高松大学に赴任して丸2年。初めて学部ゼミの卒業生を送りだした。彼らがこれから社会で活躍できるかどうか、これは、ある意味で私の2年間の指導が試されるということを意味する。ああ、恐ろしきかな。
ところで、私が学部および大学院で指導を仰いだ先生から、大学院修了の際に挨拶に行った時に伺った話は今でも記憶に残っている。話せば長くなるのだが、要するに「人を残すように」という話である。恩師に何かを返すのではなく、自分が教わったことを次の世代にきちんと伝えていく、それによって歴史が連綿と続き受け継がれていく、その大切さを話されていた。社会に人を残す。今年、社会に巣立った学生が、将来、社会に何らかの貢献できたとしたら、少しは人を残すことができたことになるだろう。
社会という単位のほかに「家族」という単位もある。家族を構成する一つの要素が「子供」である。子供には何を残すのか。これにはいろいろな意見があるだろうが、自分の親を例にとると、どうやら子供(つまり私)には「知恵」を残すことを意識していたようである。
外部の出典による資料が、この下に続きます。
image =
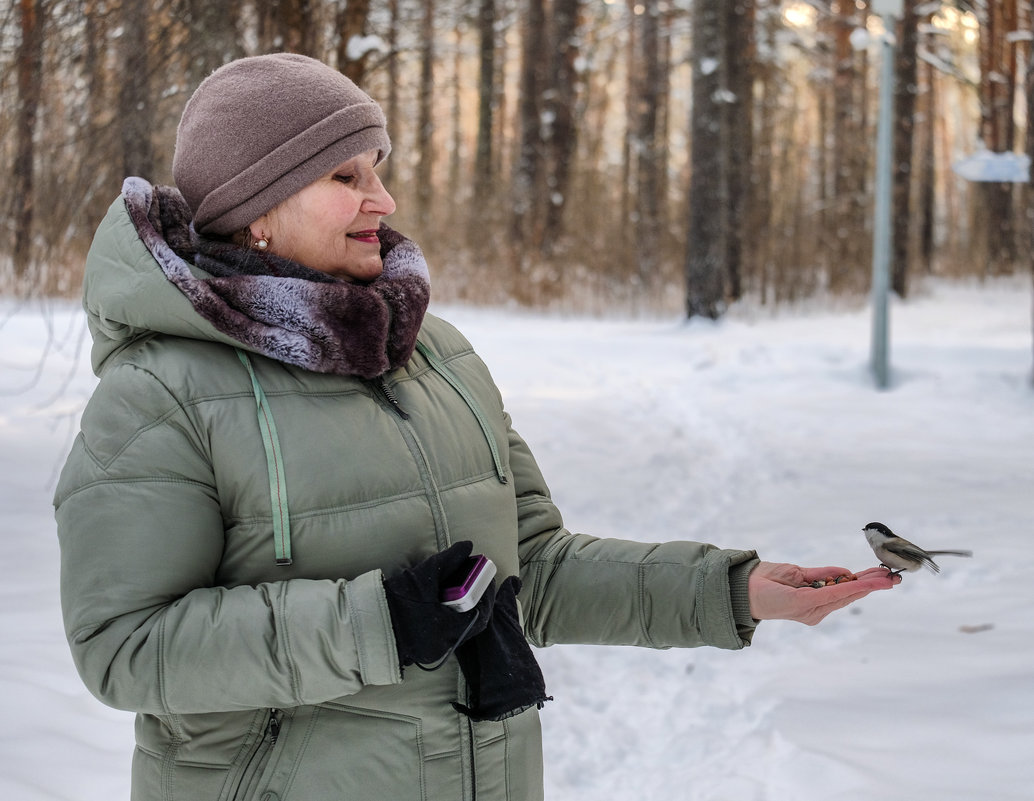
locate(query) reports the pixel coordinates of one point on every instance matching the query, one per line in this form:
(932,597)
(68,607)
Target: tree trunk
(426,115)
(286,25)
(738,67)
(1030,154)
(352,23)
(906,91)
(848,267)
(998,82)
(214,39)
(560,105)
(30,76)
(135,98)
(705,249)
(645,145)
(483,168)
(391,105)
(928,195)
(528,174)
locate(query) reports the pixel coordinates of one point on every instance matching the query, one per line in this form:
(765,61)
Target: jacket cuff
(740,599)
(722,598)
(378,663)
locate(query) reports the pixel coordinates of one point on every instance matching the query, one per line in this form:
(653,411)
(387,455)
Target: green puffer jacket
(259,680)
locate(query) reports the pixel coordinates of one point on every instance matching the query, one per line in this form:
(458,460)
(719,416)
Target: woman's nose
(378,201)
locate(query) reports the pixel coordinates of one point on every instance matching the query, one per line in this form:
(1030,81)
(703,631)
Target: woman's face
(331,225)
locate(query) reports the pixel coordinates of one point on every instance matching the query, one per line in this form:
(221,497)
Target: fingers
(827,599)
(817,574)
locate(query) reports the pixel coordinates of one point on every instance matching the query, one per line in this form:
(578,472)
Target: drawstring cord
(274,462)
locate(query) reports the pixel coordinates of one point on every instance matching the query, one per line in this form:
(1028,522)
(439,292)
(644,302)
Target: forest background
(582,155)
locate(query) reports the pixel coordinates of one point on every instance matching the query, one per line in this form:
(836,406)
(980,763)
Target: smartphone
(472,581)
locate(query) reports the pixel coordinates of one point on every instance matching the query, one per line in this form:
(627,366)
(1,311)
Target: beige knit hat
(259,129)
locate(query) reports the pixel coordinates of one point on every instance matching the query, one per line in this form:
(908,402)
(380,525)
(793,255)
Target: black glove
(500,670)
(425,629)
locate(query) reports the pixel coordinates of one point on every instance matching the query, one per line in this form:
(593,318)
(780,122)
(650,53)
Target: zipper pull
(392,398)
(273,728)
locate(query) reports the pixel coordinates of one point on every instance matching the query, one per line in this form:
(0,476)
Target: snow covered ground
(761,431)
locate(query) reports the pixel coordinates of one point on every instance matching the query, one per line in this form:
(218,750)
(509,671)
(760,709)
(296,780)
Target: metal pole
(882,211)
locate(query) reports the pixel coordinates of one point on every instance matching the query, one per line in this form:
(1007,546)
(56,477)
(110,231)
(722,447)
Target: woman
(286,460)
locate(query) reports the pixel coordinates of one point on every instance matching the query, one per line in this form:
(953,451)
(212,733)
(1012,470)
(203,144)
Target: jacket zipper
(453,380)
(392,398)
(254,763)
(474,764)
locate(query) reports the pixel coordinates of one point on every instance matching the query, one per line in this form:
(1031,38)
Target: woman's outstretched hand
(786,591)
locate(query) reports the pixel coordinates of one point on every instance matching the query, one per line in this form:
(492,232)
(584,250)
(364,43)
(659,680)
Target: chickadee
(898,554)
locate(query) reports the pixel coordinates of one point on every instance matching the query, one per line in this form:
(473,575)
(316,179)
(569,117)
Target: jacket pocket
(347,752)
(244,783)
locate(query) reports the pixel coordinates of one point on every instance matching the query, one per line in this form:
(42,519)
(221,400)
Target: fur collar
(281,309)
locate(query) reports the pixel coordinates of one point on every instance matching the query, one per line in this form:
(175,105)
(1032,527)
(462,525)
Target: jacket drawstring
(274,462)
(438,366)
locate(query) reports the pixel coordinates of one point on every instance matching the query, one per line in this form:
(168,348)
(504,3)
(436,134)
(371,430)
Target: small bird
(898,554)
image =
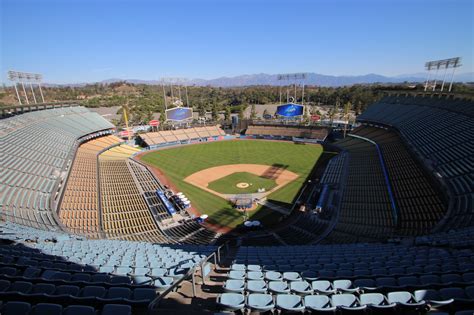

私の両親は、学歴はたいしたことはないが、たとえば何も見なくてもお経を唱えることができるなど、私から見ると宇宙人のような人である。そういう親から、かつて「お前は知識はあるが教養がない」と言われたことがある(今も教養がないのは変わらないのだが)。子供のころ、親から学校の勉強を教わった記憶は本当に全くないが、今になって感じるのは、その代わりに、学校では教えてくれない「人として生きる道とはどういうものなのか」「社会で生きるために必要なことは何なのか」を教わったような気がする。私が「これをやりたい」と言うと、人の道に反していない限り、すべてやらせてくれた。「習うより慣れよ」と繰り返し何度も言われた。これらは、学んで獲得する「知識」を、体験を通じて「知恵」に転化させることの大切さ、言い換えると、頭でっかちになることの危険性を教え込みたかったのではないだろうか。
家族を構成するもう一つ重要な要素が「配偶者」である。では配偶者には何を残すのか。この質問に対する答えは割と簡単である。「思い出」と思ったあなた、そんなメルヘンチックに自分に酔いしれてはいけません。やはり二文字のものに決まっている。さて、頑張って働きますか・・・。